The Manifest Security Initiative is collaborative research program including faculty, students, and post-doctoral researchers at the University of Pennsylvania and Carnegie Mellon University.

This project proposes manifest security as a new architectural principle for secure extensible systems. Its research objectives are to develop the theoretical foundations for manifestly secure software and to demonstrate its feasibility in practice.

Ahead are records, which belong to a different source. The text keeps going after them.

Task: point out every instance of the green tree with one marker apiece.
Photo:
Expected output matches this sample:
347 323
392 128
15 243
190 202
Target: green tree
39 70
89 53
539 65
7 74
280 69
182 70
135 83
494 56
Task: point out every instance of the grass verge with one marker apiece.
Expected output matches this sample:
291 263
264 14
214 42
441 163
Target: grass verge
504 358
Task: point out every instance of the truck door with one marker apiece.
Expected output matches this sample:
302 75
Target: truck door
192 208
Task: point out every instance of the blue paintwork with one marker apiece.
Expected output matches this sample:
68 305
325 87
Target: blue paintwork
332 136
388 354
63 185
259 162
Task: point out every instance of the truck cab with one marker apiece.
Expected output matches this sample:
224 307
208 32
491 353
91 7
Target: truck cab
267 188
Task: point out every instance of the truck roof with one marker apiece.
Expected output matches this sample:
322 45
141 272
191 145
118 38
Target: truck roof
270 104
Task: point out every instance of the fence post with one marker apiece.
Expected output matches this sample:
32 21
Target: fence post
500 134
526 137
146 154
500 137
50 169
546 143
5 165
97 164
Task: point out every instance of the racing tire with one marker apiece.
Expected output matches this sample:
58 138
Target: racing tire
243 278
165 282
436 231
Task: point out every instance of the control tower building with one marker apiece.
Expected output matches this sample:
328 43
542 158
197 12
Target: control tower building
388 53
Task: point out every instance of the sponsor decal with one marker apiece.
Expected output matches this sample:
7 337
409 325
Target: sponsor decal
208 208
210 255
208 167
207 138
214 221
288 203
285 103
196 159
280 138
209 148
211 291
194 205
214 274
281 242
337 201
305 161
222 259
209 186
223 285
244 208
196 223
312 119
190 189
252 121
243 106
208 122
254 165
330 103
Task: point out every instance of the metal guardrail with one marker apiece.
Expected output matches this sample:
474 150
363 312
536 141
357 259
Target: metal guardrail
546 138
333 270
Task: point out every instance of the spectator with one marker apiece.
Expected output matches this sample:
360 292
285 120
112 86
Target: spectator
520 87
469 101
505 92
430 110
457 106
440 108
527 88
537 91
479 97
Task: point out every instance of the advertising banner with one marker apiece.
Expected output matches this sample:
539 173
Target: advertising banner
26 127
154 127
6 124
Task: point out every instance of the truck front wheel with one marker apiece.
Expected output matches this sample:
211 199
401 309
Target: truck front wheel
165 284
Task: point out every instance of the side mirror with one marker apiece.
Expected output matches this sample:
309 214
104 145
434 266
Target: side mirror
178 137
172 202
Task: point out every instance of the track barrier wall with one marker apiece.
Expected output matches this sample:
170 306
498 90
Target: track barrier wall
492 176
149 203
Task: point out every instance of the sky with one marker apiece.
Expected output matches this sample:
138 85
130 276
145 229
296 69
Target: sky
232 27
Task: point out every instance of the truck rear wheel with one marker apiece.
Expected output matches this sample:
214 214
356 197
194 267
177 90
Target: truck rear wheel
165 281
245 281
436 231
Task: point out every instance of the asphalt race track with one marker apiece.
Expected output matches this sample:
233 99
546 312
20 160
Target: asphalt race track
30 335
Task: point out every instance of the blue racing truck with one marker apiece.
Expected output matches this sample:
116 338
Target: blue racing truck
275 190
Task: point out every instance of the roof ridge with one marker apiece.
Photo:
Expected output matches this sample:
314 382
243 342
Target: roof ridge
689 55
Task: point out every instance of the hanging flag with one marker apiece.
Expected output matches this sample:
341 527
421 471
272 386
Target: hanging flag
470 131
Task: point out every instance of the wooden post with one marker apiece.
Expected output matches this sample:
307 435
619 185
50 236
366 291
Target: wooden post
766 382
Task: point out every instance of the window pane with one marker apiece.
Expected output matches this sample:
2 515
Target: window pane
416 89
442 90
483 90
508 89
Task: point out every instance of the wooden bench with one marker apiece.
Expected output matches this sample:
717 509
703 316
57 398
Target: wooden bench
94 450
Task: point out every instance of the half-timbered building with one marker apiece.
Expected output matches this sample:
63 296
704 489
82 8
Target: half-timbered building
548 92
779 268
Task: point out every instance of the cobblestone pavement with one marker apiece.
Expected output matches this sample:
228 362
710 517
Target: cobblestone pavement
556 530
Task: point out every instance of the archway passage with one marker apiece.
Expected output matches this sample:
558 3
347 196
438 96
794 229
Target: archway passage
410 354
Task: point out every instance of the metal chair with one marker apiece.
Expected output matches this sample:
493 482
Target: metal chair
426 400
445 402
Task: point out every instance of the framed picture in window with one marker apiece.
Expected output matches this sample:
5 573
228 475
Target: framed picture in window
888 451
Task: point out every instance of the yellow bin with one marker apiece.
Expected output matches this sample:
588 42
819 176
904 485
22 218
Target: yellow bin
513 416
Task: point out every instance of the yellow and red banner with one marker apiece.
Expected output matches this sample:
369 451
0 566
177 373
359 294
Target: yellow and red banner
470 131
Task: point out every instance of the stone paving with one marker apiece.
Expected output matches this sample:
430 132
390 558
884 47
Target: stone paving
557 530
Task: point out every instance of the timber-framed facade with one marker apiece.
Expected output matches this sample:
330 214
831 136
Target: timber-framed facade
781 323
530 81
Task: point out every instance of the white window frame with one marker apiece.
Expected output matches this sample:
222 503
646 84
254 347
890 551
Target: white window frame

Manifest security applies to extensible software platforms—software systems that can be customized by installing third-party extensions. The goal of manifest security is to address two fundamental problems in this domain, both stemming from the need to protect the platform from untrusted and potentially malicious extensions. Useful software extensions often require access to system resources or sensitive information, yet permitting unrestricted access opens the possibility for abuse. It is therefore necessary, first, to specify policies about what resources an extension may use and how it can handle sensitive data; second, the platform must also include an effective mechanism for enforcing such policies. The critical components missing from existing architectures are thus (1) a general, practical means for users to specify security policies about how extensions are permitted to behave, and (2) a way of determining whether a given extension (which may be malicious) actually meets the desired policy. Manifest security addresses both of these issues.

The Manifest Security Initiative is supported in part by the National Science Foundation, grants CNS-0716469 and NSF-0715936.